C iascuno di noi, anche il più becero, è più complesso delle posizioni che assume, degli slogan che ripete, delle fazioni in cui si identifica. Non foss’altro perché la vita costringe ognuno a trascorrere buona parte della giornata a ragionare su sé stesso e sulle proprie azioni passate e future, non foss’altro perché quando ci capita davanti un interlocutore pacato e autorevole ci sforziamo di non fare brutta figura. Noi siamo intimamente migliori e più capaci di sfumature di come ci poniamo nei bar, e spesso sui giornali e nei talk show.

È evidente in questi giorni appassionati e spaventati per via dell’attentato a Israele e della sua reazione.
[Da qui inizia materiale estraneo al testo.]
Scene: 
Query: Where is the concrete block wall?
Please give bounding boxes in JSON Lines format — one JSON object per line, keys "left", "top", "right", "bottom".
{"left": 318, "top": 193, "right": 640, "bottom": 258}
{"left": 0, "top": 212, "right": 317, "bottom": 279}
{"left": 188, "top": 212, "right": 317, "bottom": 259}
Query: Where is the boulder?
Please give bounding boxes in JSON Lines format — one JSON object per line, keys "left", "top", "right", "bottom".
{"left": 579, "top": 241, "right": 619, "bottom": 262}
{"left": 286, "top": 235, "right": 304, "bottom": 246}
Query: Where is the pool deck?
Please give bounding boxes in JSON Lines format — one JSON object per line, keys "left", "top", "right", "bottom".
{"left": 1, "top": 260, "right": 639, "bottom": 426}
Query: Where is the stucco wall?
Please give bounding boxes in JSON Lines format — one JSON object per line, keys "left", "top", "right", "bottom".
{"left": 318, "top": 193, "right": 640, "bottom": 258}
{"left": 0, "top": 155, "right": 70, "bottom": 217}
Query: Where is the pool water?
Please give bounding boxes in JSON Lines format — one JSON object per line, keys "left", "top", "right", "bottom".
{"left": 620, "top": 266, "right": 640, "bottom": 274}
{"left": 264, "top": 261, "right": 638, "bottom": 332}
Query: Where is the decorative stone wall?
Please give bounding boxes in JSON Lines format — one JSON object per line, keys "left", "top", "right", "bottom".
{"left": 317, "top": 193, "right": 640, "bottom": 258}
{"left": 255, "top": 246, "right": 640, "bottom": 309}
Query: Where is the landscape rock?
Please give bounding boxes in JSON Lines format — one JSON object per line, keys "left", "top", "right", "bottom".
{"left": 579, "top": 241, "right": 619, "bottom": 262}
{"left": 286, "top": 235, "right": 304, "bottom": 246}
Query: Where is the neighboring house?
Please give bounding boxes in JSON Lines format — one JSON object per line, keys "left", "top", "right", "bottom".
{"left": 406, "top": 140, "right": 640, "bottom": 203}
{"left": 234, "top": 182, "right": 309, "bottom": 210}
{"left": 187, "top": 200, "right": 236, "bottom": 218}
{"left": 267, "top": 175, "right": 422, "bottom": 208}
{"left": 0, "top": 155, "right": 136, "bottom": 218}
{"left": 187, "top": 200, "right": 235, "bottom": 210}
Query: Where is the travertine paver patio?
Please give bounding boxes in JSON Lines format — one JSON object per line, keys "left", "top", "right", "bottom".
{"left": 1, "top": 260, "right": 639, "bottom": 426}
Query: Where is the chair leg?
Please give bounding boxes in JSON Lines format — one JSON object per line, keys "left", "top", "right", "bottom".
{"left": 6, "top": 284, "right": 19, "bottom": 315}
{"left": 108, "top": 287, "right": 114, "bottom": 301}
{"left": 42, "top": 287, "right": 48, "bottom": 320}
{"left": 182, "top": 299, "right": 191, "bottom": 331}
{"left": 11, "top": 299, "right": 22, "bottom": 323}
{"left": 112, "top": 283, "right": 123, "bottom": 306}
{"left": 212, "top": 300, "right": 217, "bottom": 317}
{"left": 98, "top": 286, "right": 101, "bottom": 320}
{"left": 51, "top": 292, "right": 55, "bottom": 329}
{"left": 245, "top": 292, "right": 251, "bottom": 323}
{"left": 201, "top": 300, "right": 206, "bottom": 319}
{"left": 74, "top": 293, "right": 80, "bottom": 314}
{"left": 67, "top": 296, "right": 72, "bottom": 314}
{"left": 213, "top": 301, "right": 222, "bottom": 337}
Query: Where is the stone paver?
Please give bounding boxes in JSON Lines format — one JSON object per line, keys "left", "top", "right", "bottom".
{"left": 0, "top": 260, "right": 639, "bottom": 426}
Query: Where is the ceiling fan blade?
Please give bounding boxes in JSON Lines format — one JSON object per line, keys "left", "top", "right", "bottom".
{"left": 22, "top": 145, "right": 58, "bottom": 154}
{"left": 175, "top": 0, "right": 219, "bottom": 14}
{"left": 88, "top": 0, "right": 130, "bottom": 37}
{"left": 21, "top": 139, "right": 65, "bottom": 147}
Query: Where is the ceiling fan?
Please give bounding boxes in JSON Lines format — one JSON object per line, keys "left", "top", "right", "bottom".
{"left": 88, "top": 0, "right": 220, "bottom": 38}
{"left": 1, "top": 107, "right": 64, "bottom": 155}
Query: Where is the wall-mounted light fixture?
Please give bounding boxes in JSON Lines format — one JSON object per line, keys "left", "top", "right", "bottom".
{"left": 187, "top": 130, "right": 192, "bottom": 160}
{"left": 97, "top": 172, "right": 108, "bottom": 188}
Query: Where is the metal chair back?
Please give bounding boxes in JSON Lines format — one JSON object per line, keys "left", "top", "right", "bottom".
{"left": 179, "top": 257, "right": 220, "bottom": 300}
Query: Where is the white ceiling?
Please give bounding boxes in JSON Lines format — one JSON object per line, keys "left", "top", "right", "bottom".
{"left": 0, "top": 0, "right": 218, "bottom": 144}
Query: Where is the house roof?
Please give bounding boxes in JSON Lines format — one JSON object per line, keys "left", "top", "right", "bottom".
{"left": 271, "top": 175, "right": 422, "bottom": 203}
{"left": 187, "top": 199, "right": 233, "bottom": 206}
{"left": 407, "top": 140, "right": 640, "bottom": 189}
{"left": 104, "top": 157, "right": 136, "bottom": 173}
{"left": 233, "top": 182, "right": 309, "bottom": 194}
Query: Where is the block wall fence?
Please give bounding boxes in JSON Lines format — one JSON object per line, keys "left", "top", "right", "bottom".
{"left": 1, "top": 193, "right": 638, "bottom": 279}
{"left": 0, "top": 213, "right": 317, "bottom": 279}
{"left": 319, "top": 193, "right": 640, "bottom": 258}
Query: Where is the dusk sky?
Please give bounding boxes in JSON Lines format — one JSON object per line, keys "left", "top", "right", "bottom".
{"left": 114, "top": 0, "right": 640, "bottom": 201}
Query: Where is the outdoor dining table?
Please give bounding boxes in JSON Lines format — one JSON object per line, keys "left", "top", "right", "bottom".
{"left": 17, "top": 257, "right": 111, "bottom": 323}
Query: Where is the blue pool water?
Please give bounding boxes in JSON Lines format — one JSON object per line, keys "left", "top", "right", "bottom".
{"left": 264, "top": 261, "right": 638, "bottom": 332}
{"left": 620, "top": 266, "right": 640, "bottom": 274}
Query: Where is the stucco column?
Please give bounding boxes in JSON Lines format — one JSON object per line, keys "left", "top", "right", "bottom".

È tutto un “si vergogni”, tutto un fiorire di pose gladiatorie e definitive, come se dietro ogni dissenso ci fosse odore di tradimento, dietro ogni distinguo una complicità. I più ingenui di noi – e quindi forse i migliori – agli albori della Rete pensavano fosse uno strumento poderoso per acculturarci e raffinarci. Invece siamo ancora al “senza-se-e-senza-ma”, come se così fosse possibile fare politica, o ragionare. Siamo dei violini usati come tamburi. E guarda un po’, chi decapita i bambini punta a questo. Le Br d’altronde lo dicevano apertamente: noi spariamo così lo Stato getterà la sua maschera di civiltà. Non era una maschera, e la civiltà si costruisce sui se e sui ma. Anche nelle nostre piccole chiacchiere.